We’d like to think that, at least in part, our success begins with our core values as a Rockefeller family institution: Sound science, concern with the well-being of the least fortunate, a commitment to sustaining natural resources, and an understanding that our greatest contribution will be from building the capacity of others to think and act. For this reason, ACR has prioritized pathways for the development of innovative and transformative offset project types that can achieve major emissions reductions, strengthen the resiliency of natural systems, increase food security and benefit people.

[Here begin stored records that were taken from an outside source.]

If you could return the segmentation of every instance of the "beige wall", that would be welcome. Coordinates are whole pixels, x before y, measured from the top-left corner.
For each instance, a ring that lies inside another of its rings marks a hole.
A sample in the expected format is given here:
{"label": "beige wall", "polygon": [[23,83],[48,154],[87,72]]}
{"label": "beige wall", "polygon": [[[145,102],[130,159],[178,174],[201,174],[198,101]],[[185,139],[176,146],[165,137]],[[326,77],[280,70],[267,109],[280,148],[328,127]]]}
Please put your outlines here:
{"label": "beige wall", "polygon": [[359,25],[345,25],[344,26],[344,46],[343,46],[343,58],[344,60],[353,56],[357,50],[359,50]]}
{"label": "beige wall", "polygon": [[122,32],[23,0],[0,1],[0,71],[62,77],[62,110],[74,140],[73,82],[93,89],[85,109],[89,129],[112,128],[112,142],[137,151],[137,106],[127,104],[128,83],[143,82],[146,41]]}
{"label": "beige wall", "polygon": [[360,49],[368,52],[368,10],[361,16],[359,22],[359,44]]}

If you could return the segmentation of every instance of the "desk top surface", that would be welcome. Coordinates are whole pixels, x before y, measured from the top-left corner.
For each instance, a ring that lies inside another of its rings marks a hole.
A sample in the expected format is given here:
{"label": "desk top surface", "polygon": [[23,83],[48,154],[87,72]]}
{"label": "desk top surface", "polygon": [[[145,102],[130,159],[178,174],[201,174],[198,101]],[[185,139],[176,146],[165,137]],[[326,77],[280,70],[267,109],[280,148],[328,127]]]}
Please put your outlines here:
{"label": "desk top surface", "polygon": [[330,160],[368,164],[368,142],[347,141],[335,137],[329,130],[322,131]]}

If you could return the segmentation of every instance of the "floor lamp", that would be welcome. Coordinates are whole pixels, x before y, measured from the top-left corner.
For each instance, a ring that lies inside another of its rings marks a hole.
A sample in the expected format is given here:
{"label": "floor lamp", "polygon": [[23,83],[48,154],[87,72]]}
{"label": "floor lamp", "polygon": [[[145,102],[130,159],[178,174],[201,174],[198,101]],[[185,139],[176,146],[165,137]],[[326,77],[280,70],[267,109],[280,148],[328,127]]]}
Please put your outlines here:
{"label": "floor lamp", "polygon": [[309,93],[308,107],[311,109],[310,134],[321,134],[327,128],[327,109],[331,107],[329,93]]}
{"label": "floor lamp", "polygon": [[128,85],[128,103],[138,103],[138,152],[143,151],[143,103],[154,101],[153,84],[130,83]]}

We’re pleased to report that new offset projects are already in the development pipeline utilizing the four new voluntary carbon offset methodologies approved by ACR in 2012 including a first-of-akind methodology for emissions reductions from Restoration of Degraded Deltaic Wetlands, a rigorous and pragmatic methodology for Reduced Use of Fertilizer on Agricultural Crops, a ground-breaking methodology for Truck Stop Electrification that offers air quality co-benefits, and long-awaited REDD methodology modules. ACR also published its Nested REDD+ Standard, which provides technical and safeguard requirements for REDD+ projects nested within a jurisdictional accounting framework to register on ACR.

We are proud of the tool developed in partnership with the China Beijing Environmental Exchange and completed in 2012 that can help assess impacts on poverty achieved by implementing agriculture and forestry projects under the Panda Standard.

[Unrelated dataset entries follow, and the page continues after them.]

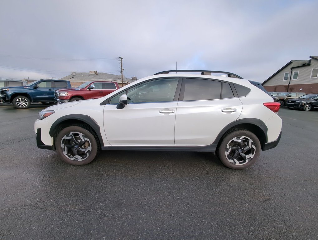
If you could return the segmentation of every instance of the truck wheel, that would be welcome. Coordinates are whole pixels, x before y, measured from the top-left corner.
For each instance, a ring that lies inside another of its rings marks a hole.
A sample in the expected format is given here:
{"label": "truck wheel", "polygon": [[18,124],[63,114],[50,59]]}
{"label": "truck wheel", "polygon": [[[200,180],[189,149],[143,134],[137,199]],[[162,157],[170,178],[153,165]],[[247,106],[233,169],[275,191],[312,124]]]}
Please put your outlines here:
{"label": "truck wheel", "polygon": [[73,98],[70,100],[70,102],[74,102],[74,101],[81,101],[83,99],[80,98]]}
{"label": "truck wheel", "polygon": [[24,96],[17,96],[13,98],[12,103],[16,108],[28,108],[31,101],[28,98]]}
{"label": "truck wheel", "polygon": [[73,165],[89,163],[100,151],[99,142],[95,133],[81,125],[71,126],[61,130],[55,143],[62,160]]}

Four additional carbon offset methodologies are currently in ACR’s approval process for publication in 2013 including California and Mid-South modules for Emission Reductions in Rice Production, a modular approach to Grazing Land and Livestock Management in beef and dairy production, a methodology for Avoided Conversion of Grasslands and Shrublands to commodity crop production, and a methodology for quantifying emissions reductions from Carbon Capture and Storage in Oil and Gas Reservoirs.

We are heartened that despite the domestic and international political challenges that have limited actions to address climate change, the year brought broader recognition and acceptance of the science of climate change along with a greater understanding of its likely costs.

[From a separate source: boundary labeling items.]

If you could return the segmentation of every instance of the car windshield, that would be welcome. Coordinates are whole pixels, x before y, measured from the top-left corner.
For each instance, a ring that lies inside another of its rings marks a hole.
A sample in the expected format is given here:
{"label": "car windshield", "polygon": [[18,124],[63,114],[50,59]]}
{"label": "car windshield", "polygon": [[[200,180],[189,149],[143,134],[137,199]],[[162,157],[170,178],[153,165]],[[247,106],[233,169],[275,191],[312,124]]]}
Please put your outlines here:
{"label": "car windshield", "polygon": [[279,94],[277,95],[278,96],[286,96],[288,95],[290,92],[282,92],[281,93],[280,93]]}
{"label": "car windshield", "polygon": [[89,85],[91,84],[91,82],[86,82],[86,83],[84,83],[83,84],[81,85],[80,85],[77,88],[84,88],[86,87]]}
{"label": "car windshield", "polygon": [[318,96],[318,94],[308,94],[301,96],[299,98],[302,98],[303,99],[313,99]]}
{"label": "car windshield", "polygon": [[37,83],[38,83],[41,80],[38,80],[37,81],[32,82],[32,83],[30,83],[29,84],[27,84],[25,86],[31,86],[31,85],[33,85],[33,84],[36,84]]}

We are encouraged by the consensus on a need for action, as highlighted by President Obama in his inaugural address in which he boldly stated, “We will respond to the threat of climate change, knowing that the failure to do so would betray our children and future generations.  Some may still deny the overwhelming judgment of science, but none can avoid the devastating impact of raging fires, and crippling drought, and more powerful storms.  The path towards sustainable energy sources will be long and sometimes difficult.  But America cannot resist this transition; we must lead it.”

In the U.S., California is taking the lead, alongside many other countries and jurisdictions around the world that are preparing to launch carbon markets. ACR remains steadfast in our commitment to demonstrate the value of market-based mechanisms to mitigate the impacts of climate change, and we are eager to collaborate more closely with organizations and institutions in the U.S. and around the world to pioneer new approaches to incentivize climate action.

We look forward to another groundbreaking year of hard work with ACR members, partners and supporters.